Sent out one morning in 1968 by his father on an errand to buy a paper, he was confronted by the hatred that came to be known as Paisleyism. The experience kickstarted his political odyssey, beginning with People’s Democracy, a left wing body. He was:
hooked by the civil rights movement, the expression of socialism ran like a wave through my veins . . . civil rights, socialism, republicanism and the INLA.
Hence, there is no puzzle that he would end up an INLA prisoner rather than an IRA one. The INLA would have within its ranks a considerably higher number of people inclined towards socialism than would be seen within IRA ranks, although within the prison both sets of prisoners embraced left wing ideas with gusto. While the INLA at times was not beyond the reach of sectarianism Muffles had an aversion to it. He rued that people like the late Brendan McFarlane, who led the protesting prisoners during the hunger strikes, carried out violence against the Unionist community rather than exclusively against the British.

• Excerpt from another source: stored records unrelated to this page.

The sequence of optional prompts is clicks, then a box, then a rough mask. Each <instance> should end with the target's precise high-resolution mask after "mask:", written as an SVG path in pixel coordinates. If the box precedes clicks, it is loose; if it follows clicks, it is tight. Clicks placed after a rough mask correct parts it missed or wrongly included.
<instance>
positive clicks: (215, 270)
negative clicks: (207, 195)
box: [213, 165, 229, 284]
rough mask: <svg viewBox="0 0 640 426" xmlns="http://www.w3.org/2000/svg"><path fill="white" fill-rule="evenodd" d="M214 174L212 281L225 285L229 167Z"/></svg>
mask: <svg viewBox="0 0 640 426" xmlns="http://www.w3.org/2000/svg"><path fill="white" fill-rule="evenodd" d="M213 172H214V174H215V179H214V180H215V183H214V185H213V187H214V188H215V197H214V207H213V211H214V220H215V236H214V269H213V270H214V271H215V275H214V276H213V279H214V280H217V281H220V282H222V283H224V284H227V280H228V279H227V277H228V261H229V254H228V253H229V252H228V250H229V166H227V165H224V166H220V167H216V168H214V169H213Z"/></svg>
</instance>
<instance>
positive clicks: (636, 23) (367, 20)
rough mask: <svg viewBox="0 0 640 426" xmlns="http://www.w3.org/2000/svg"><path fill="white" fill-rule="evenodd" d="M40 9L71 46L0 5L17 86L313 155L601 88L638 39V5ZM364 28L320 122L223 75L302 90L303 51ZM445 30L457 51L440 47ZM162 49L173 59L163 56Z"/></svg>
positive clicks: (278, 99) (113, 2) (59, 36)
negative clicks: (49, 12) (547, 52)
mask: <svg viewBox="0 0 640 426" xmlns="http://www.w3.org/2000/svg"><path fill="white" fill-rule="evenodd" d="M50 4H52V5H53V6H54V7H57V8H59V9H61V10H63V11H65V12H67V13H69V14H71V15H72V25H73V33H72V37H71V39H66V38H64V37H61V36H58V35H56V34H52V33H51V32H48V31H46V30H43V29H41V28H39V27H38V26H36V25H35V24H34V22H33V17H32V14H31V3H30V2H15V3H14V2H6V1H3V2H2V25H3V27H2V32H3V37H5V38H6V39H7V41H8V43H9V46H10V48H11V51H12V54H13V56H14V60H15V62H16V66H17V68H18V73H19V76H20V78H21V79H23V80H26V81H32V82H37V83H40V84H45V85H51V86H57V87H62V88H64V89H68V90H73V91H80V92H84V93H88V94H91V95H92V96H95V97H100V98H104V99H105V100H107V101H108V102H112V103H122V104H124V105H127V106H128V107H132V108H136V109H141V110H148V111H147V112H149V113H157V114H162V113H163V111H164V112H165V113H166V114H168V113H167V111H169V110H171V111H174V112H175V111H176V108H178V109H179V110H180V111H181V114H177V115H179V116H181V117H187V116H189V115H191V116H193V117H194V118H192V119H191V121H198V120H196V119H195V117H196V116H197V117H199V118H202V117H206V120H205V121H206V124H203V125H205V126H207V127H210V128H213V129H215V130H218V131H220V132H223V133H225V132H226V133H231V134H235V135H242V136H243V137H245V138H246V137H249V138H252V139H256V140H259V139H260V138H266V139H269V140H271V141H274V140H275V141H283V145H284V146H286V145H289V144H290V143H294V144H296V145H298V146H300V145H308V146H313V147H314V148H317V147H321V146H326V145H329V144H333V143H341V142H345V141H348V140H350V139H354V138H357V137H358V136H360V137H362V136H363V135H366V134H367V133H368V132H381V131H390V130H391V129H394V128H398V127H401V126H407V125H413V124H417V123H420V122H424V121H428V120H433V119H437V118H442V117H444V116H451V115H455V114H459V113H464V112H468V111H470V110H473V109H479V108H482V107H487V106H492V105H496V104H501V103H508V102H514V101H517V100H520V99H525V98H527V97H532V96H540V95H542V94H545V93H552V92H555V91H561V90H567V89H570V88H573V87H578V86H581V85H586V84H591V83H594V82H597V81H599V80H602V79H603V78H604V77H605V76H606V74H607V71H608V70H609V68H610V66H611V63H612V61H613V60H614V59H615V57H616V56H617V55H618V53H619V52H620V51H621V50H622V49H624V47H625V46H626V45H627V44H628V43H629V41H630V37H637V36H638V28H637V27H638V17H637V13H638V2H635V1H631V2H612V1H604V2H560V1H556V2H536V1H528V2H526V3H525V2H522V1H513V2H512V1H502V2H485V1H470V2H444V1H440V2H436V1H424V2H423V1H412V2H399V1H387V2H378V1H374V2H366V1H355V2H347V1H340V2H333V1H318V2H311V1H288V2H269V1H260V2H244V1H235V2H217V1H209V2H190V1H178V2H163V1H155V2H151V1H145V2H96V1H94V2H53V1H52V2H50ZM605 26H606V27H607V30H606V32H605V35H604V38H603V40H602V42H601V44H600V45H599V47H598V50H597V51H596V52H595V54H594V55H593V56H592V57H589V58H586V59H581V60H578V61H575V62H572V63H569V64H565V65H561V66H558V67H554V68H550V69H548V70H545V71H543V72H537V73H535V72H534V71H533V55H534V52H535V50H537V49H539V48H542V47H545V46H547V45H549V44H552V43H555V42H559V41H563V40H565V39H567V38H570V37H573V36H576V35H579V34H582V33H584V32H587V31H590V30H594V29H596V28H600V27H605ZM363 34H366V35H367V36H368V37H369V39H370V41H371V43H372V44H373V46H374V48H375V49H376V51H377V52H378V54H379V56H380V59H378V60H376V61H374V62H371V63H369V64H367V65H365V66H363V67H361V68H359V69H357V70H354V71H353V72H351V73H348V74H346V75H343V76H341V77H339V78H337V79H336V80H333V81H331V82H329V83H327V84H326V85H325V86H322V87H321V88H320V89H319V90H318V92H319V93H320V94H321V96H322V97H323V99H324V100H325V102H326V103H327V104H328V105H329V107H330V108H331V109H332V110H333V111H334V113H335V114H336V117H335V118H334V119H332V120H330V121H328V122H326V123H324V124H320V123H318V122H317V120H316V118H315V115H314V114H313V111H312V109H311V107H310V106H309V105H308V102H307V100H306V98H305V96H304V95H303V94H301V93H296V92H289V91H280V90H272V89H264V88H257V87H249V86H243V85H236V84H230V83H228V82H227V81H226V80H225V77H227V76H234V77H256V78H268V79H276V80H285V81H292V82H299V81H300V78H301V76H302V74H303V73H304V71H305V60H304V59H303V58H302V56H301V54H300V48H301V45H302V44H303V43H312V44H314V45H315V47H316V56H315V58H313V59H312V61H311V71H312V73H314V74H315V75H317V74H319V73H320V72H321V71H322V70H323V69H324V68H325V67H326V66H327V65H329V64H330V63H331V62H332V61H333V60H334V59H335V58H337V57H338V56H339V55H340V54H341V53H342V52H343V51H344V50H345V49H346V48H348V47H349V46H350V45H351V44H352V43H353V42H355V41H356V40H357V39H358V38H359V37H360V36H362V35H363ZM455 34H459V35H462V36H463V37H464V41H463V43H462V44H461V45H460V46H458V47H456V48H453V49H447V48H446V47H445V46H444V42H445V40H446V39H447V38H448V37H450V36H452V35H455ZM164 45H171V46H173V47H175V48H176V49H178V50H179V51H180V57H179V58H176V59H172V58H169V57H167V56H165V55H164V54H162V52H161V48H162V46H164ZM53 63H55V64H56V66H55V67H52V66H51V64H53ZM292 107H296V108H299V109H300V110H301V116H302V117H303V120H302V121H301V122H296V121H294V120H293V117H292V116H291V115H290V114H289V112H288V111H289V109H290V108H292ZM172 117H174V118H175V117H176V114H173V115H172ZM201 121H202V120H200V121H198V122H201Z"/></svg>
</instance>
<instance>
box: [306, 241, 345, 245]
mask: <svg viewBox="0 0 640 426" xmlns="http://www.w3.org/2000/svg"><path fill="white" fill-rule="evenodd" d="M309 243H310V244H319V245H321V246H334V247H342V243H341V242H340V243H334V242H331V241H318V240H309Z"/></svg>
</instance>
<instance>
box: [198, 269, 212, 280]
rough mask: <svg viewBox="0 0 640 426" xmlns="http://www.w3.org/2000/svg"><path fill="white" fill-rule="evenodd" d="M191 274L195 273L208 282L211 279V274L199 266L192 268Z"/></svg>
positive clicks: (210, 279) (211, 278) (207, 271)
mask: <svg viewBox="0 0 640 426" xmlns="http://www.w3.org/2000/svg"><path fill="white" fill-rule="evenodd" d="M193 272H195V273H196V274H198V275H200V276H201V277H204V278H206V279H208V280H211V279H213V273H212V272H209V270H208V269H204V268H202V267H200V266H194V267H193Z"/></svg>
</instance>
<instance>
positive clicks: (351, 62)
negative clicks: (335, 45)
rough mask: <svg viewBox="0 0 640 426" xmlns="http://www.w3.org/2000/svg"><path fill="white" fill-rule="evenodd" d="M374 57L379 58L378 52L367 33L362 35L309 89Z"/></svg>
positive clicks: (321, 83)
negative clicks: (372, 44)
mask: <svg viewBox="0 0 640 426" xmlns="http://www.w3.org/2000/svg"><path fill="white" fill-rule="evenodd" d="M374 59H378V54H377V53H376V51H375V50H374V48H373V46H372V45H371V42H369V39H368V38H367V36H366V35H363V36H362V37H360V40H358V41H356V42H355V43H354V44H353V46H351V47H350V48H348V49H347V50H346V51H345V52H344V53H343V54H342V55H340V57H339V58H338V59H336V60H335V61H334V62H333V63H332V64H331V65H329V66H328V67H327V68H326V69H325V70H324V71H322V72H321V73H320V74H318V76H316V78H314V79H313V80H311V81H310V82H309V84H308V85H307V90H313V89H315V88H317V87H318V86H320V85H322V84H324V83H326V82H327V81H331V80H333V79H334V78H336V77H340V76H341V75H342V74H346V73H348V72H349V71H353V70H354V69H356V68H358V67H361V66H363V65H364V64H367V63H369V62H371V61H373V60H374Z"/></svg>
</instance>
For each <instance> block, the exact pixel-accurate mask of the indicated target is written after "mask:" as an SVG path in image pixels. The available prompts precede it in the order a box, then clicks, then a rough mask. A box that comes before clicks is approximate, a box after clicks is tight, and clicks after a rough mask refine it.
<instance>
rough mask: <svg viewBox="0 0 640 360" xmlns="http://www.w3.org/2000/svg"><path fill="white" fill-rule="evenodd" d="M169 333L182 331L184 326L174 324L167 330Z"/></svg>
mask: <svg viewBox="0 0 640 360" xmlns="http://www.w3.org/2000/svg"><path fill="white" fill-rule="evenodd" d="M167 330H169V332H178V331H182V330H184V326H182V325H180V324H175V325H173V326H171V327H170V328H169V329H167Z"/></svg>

Yet oddly for a blanketman at the coal face of resisting criminalisation he refers to the killings of Narrow Water Paratroopers as indiscriminate murder. That is a description better applied to the Paras of Bloody Sunday than the IRA volunteers who mercilessly settled the score in response to the Derry war crime. Furthermore, his description of the hunger strike as a 'horrific suicide' is likely to jar with most of those who wore the blanket alongside him.
No book about the blanket protest is worth the paper it is written on if it fails to mention the prison staff violence. Siobhan Hughes does not spare the reader the detail. Some screws were so brutal that Malachy Trainor still cannot bring himself to talk about them, while pointing out the terror and fear that they brought.
For a time he shared a cell with Brendan Hughes adjacent to the one holding Bobby Sands, and they often sang together. He refers to the nightly strategising by Brendan and Bobby, speaking to each other through the channel along which the heating pipes ran from cell to cell. Eventually released in 1983 Malachy Trainor settled into a cultural existence, pursuing his interests in music, singing, poetry, playwriting and reading.
Works in this genre add threads to the tapestry that helps readers understand the intensity of the blanket protest. and the determination with which it was prosecuted. The book, while informative, poses a difficulty in that a failure to always identify whether it is the voice of the author or that of Malachy Trainor that is narrating, leads to a certain confusion. In ways it makes its own case for the application of an editorial ruthlessness unfortunately lacking in the work.
As the narrative moves towards its conclusion Muffles says:
I have no regrets, just a memory of sorts, some people don't even have that. Some people never had a chance. I was lucky in that respect.
The reader is lucky too that Siobhan Hughes, despite the resistance, has coaxed a seasoned but often silent blanketman, Malachy Trainor, out of his personal quietude and intellectual solitude. Not for the first time the thoughts and experiences of this quiet and reflective soul have found expression in the literary world. That is truly a victory for the blanketmen.
Siobhan Hughes, 2025, I only went out for the paper: Memoirs of an Irish Republican Prisoner.